Driving in the Winter in Iceland
Iceland does a great job of keeping the roads as clear as possible and open throughout the winter. However, inclement weather is definitely possible. Consider renting a car with 4WD and/or studded tires. Most of all, keep your plans flexible. Roads could close due to icy weather and you’ll want to have a backup plan.
My experience driving in December was very good. We had no icy weather and were able to do everything as planned.
How to Buy Gas in Iceland
As an American, filling up on gas/petrol was a bit of a learning curve in Iceland. Many fuel stations have no additional services or attendants, so you will want to have some means to pay by card.

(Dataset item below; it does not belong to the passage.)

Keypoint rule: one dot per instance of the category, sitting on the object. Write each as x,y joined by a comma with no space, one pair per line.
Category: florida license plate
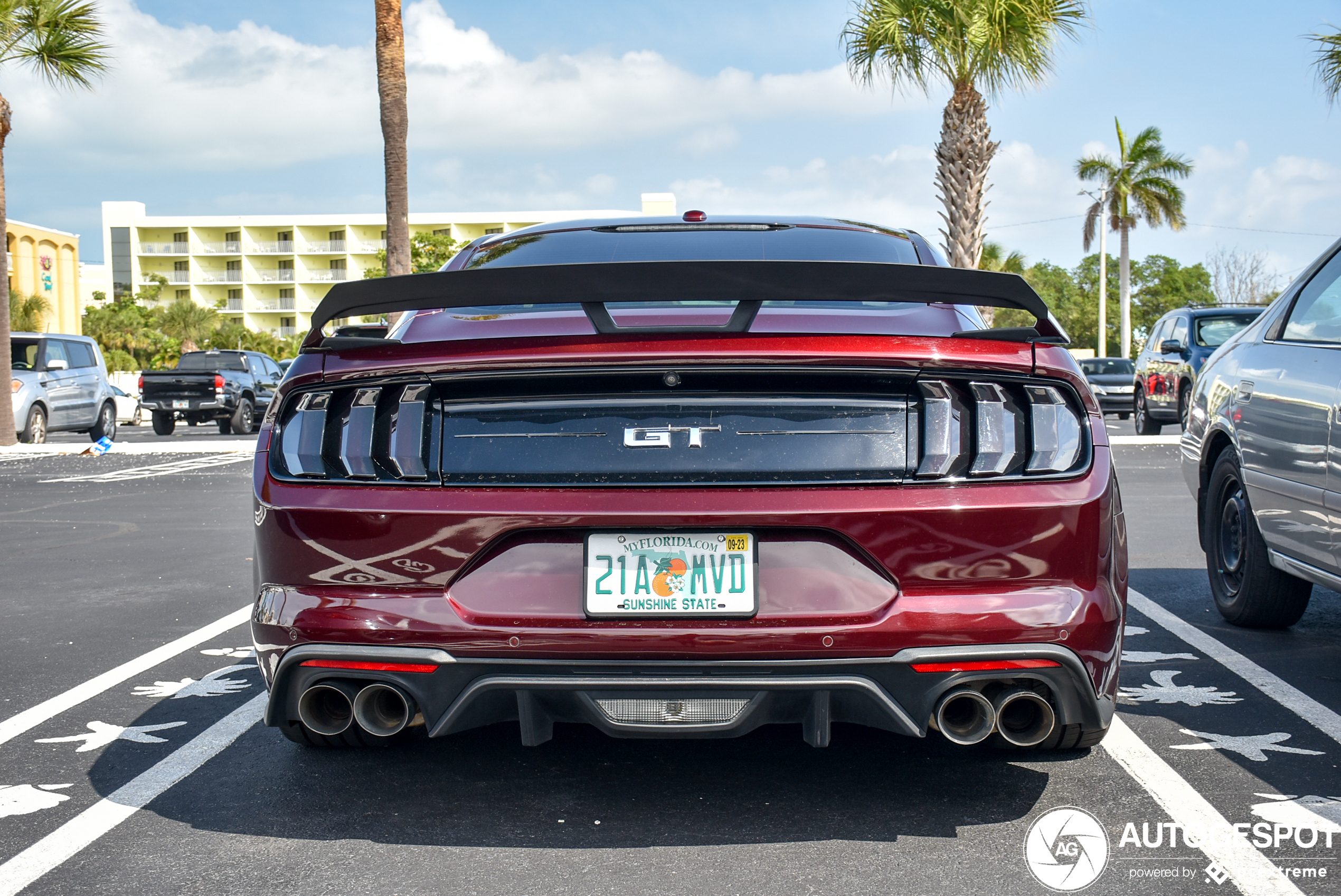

It is important to note that you’ll need a chip and pin card to pay for gas at the pump, a typical US credit card will not be accepted regardless of what your bank advertises. We were able to use our debit cards but planned ahead by checking for international fees and if travel notices were required. (We have no international fees on our Capital One 360 debit cards and do not need to alert them of travel. Many other banks will have fees.)

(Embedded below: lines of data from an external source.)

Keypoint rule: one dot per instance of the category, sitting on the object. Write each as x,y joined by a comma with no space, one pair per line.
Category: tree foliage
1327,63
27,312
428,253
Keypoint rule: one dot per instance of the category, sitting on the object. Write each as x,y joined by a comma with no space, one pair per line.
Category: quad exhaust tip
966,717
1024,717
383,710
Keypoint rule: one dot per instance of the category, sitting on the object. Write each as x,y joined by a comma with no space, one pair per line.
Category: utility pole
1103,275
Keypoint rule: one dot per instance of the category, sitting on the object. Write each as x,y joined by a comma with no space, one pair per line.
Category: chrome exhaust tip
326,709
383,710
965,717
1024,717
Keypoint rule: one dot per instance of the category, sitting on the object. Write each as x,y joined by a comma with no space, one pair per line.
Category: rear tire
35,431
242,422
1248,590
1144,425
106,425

Some visitors purchase prepaid cards in cash at larger stations to make it easier to purchase gas at the pump at smaller stations. For example, you can buy a gift card from the chain N1 and put as much money on it as you would like. It can be hard to predict exactly what you’ll spend on gas, but this is a good option if all of your cards have international fees.
Another thing to keep in mind is to pay attention to the kind of fuel your car needs. Our rental car took diesel, something we weren’t used to as Americans.
The pump will ask you how much fuel you wish to purchase before it allows you to pump anything into your car. The pump will automatically stop at the price entered. Do not worry if you pick too much, it will refund any extra fuel back to your card after a couple days. However, you may have to plan ahead to have extra money available in your account during your trip for these holds!
If you leave the capitol region, be very conscious of how much range you have in your tank and fill up often. In the rural parts of Iceland, it can be a long distance between fuel stations. This is especially true if you are limited to purchasing from a specific chain.
Pro Tip: Most attended gas stations in Iceland have fresh and affordable food! They are a great option for a quick meal while you’re on the road. If you eat meat, try the hot dogs!
With the proper preparation and knowledge, renting a car and driving in Iceland is straightforward and very much worth it!